- Location: 1°17′11.5″S 36°50′29.9″E﻿ / ﻿1.286528°S 36.841639°E Nairobi, Kenya
- Date: 16 May 2014 (East Africa Time)
- Attack type: Explosion, terrorist attack
- Weapons: Improvised explosive devices
- Deaths: 12+
- Injured: 70-76

= Gikomba bombings =

2014 IED explosions in Nairobi, Kenya

On 16 May 2014, two improvised explosive devices were detonated simultaneously in the Gikomba market in Nairobi, Kenya, killing at least 12 people and injuring 70. The first blast came from a minibus and the second from within the market. Two people were reportedly arrested at the site of the explosions. Shortly after the attacks, hundreds of people swarmed onto the crime scene despite police efforts to stop them.

==Background==
Shortly before the blasts, 400 British on holiday had been evacuated from Mombasa, the country's second largest city, due to the British Foreign Office declaring an "unacceptably high" threat level. The day before the blasts, the United States had also issued a similar warning, which stated: "The U.S. government continues to receive information about potential terrorist threats aimed at U.S., Western, and Kenyan interests in Kenya, including the Nairobi area and the coastal cities of Mombasa and Diani." It had also said that their embassy in Kenya was going to increase its security in the week preceding the bombings. Uhuru Kenyatta, the president of Kenya, dismissed these warnings, saying they "strengthen the will of terrorists" and that terrorism is a problem in many other countries as well. In the week prior to the blasts, Kenya's government required all bus passengers to be screened before boarding buses and required all buses have clear glass windows.

==Reactions==
Uhuru Kenyatta, the President of Kenya, reacted to the explosions by saying that "All of us around the world must be united to ensure that we are able to fight this particular terror." Kenya's government, convinced that the perpetrators were Somalian terrorists, reacted to the attacks by rounding up thousands of immigrants, refugees and members of Kenya's large Somali community.

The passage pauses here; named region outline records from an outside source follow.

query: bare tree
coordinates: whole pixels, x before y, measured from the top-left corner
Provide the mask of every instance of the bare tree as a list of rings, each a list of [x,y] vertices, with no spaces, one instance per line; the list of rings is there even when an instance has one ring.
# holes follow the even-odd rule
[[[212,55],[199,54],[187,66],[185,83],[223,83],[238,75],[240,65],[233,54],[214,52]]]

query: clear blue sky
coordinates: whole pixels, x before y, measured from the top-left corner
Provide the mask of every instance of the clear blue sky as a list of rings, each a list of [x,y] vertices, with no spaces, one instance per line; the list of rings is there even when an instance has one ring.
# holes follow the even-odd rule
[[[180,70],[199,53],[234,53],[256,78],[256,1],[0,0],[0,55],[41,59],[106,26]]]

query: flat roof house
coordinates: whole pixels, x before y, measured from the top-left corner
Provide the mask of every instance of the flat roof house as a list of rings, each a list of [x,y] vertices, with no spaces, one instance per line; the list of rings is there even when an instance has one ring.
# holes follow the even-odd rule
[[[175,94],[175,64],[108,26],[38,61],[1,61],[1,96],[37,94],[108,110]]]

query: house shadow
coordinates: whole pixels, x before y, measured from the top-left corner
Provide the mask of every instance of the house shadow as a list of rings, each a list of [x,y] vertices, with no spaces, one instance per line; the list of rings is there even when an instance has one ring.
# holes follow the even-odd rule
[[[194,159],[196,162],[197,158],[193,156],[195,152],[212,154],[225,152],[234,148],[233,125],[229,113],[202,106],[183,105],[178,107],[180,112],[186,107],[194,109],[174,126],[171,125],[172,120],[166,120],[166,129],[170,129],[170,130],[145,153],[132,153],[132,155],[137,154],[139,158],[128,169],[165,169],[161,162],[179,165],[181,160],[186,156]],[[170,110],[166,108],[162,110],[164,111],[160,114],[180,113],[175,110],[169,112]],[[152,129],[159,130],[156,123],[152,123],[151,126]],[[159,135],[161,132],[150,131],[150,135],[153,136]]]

===Flight cancellations===
The Foreign and Commonwealth Office (FCO) has advised against all but essential travel to Mombasa Island off Kenya's coast. Thomson Airways and First Choice Airways cancelled all their flights to Mombasa until the end of October, citing the FCO's advice.

===Economic impact===
After the Gikomba explosions, which were the latest in a long line of attacks occurring in Kenya in recent months, the value of the Kenyan shilling decreased by 0.2% that day.

===United States Embassy===
The United States Department of State announced on the day of the bombings that it was planning on reducing the number of staff it would employ at its embassies in Kenya.

==Perpetrator==
While no one has claimed responsibility for the attacks, Kenyatta stated that terrorists were responsible. Suspicions have, in particular, fallen on Somalia-based terrorist group al-Shabaab, since they were responsible for several previous terrorist attacks in Kenya due to Kenya sending troops to Somalia in 2011. The Gikomba attack occurred two miles from Al-Shabaab's so-called "Little Mogadishu" stronghold in Nairobi.